If the Bonus compensation totals $350,000, the Company shall issue to the Executive, subject to approval by the Company's Board, qualified options to purchase an additional 250,000 shares of the Company's common stock at an exercise price equal to the market price as of the date the Bonus compensation is computed, subject to adjustment for any increase or decrease in the number of issued shares resulting from a stock dividend, stock split, reverse stock split, or other subdivision or consolidation of shares. These options shall vest over a two (2) year period in equal quarterly installments on the last day of each calendar quarter beginning with the first full calendar quarter after computation of the Bonus compensation totaling $350,000, subject to the Executive's continued employment with the Company as of each applicable vesting date.
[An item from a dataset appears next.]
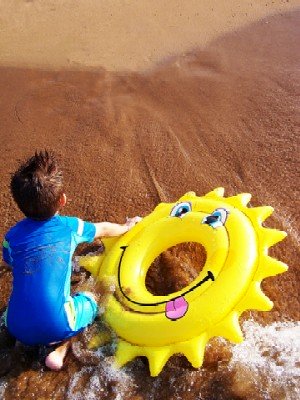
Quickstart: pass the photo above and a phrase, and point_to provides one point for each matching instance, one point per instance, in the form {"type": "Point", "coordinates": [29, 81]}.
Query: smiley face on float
{"type": "Point", "coordinates": [229, 283]}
NOTE 15 — SUBSEQUENT EVENTS

 

In March 2020, the outbreak of COVID-19 (coronavirus) caused by a novel strain of the coronavirus was recognized as a pandemic by the World Health Organization, and the outbreak has become increasingly widespread in the United States, including in each of the areas in which the Company operates. While to date the Company has not been required to stop operating, management is evaluating its use of its office space, virtual meetings and the like. The Company continues to monitor the impact of the COVID-19 (coronavirus) outbreak closely. The extent to which the COVID-19 (coronavirus) outbreak will impact our operations, ability to obtain financing or future financial results is uncertain.

 

Preferred Stock

 

In March 2020, an investor agreed to purchase 2,750 Units, each consisting of one share of Series D Preferred Stock and 6.25 warrants to purchase one share of common stock, for gross proceeds of $50,000. The investor paid $25,000. As of the date of this Annual Report, the balance has not been paid and no shares of Series D Preferred Stock or related warrants have been issued in connection with this investment.

 

Common Stock

 

Subsequent to December 31, 2019, we issued 1,003,924 shares of common stock upon the conversion of 12,900 shares of Series D Preferred Stock, 3,141 shares of Series E Preferred Stock and 64,272 shares of Series F Preferred Stock.

 

Sale of Future Revenues

 

On March 20, 2020, we modified the agreements related to the sale of future revenues that are discussed in Note 5. We have combined and extended the term of the agreements, and have reduced the weekly payments due. In consideration of increasing the amount due by $54,574, the weekly payments were reduced to $7,298 for 65 weekly payments, compared to approximately 38 payments of $10,904 required under the original agreements.

 

Consulting Agreements

 

We entered into a consulting agreement for advisory services with an initial term of three months. Compensation will be paid in the form of shares of common stock at the rate of 10,000 shares per month. The shares will be fully vested at the time of issuance.

 

We entered into a consulting agreement for advisory services with an initial term of six months. Compensation will be $15,000 plus 60,000 shares of common stock. The shares will be fully vested at the time of issuance.

 

Receivables Financing Agreement

 

We have entered into an agreement with a lender that provides advances against the collection of accounts receivable. Advances made under the agreement are generally repayable in 45 days from the date of the advance and bear interest at 1.5% per month.

 

Paycheck Protection Program Loans

 

We have received $367,450 in loans borrowed from a bank pursuant to the Paycheck Protection Program under the CARES Act guaranteed by the SBA, which we expect to be forgiven in part or in full, subject to our compliance with the conditions of the Paycheck Protection Program.